Bagaimana mungkin Arkan tega menolak permintaan Gysta jika sudah memandang sepasang mata indah gadis itu.

Arkan menenggak bir di gelas bening dengan rakus seperti tengah minum air putih hingga habis tidak tersisa. Ia benci dunia yang kejam ini.

"Jalan yuk." Perempuan yang mengenakan terusan merah menyala selutut mengalungkan tangannya pada leher Arkan.

"Minggir!" Desis Arkan dingin, ia menyingkirkan tangan wanita tersebut dari lehernya. Walaupun dalam keadaan sedikit mabuk, Arkan sama sekali tidak tertarik pada wanita-wanita di dalam sana.

"Ayolah Kan, sekali-kali.." wanita itu tidak menyerah kembali mengalungkan tangan di leher Arkan membuat lelaki itu geram dan langsung mendorong wanita yang lipstick nya merah menyala senada dengan baju.

Arkan beranjak dari duduknya, langkah nya sedikit limbung karena pengaruh alkohol. Pikirannya kacau, ia memang lemah karena selalu melarikan diri dari masalah dengan selalu kembali minum alkohol hingga tidak sadarkan diri. Namun malam ini ia tidak ingin minum banyak. Tubuhnya tidak memperbolehkan Arkan minum alkohol lebih banyak lagi.

Sebuah mobil Ford Fiesta putih berhenti mendadak tepat di depan Arkan yang berdiri di dekat motornya. Mobil itu turun ke pinggiran jalan agar tidak mengganggu kendaraan lain di belakangnya. Sesaat kemudian, seorang gadis yang mengenakan atasan hitam dan celana panjang krem turun dari mobil.

"Arkan!" Gysta berseru melihat Arkan. "Kamu ngapain disini?" Gysta menghampiri Arkan yang sedang menunduk bersandar pada motor hitam nya.

"Hmm?" Arkan memutar kepala, pandangannya tidak terlalu jelas karena pengaruh alkohol.

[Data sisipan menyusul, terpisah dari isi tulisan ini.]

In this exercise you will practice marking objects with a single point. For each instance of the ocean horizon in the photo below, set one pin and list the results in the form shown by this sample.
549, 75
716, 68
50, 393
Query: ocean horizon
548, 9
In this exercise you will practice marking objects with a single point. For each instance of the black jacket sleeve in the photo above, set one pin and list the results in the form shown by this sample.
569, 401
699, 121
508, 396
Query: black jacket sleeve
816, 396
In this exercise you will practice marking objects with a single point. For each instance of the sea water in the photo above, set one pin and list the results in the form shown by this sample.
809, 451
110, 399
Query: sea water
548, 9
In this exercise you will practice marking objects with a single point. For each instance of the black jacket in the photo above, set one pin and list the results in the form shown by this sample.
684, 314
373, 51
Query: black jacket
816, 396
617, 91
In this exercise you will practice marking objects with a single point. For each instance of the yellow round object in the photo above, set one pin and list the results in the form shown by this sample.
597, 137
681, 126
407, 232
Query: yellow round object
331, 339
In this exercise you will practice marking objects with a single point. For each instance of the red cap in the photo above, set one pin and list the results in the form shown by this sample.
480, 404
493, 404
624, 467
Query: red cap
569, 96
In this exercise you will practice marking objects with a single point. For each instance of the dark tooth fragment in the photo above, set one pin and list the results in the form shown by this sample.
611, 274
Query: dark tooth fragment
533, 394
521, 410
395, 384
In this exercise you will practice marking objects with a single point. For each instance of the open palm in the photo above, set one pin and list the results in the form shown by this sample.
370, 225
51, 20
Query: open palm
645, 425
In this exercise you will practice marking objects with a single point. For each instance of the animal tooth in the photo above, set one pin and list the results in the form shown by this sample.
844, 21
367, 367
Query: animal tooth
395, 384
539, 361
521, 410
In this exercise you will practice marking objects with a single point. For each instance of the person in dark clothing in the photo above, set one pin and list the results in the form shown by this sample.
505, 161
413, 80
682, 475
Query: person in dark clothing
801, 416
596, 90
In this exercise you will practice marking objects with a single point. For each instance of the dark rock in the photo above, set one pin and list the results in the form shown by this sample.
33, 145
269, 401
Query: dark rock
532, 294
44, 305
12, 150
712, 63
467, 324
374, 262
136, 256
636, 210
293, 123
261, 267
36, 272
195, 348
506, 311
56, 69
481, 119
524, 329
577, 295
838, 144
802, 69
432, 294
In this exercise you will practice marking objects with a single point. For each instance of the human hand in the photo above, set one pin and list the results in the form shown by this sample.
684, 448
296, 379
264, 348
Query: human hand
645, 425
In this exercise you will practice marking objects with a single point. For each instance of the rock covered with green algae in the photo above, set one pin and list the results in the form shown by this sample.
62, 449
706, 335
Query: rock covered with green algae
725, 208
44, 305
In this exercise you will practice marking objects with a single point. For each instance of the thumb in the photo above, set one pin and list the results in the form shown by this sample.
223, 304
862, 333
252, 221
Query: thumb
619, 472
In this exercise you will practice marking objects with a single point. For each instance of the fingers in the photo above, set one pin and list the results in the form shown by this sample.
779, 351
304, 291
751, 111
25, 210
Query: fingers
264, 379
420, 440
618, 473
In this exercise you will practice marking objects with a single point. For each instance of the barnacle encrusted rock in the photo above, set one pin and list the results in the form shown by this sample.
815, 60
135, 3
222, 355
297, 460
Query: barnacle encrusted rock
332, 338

"Arkan!" Gysta memegang kedua lengan Arkan agar menghadapnya namun kepala lelaki itu tetap tertunduk. "Lihat aku!" Bentak Gysta, ia memegang dagu Arkan untuk menegakkan kepalanya.

"Sarah.." Gumam Arkan tidak terlalu jelas tapi Gysta masih bisa mendengar dengan jelas bahwa bukan namanya yang keluar dari mulut Arkan. Mata Gysta memanas, ia mengerjapkan matanya berkali-kali dan menarik napas dalam.

Sarah? Siapa Sarah?

Melihat keadaan Arkan yang tidak sepenuhnya sadar itu membuat Gysta semakin yakin bahwa ada perempuan lain di hati Arkan. Dada Gysta ikut memanas, perlahan ia melepas pegangannya pada lengan Arkan.

"Ngapain malem gini kamu keluar Gysta?" Arkan mendekatkan wajahnya ke wajah Gysta, Arkan menyentuh pipi mulus kekasihnya dengan telunjuk. Gysta dapat mencium aroma alkohol dengan jelas di mulut Arkan.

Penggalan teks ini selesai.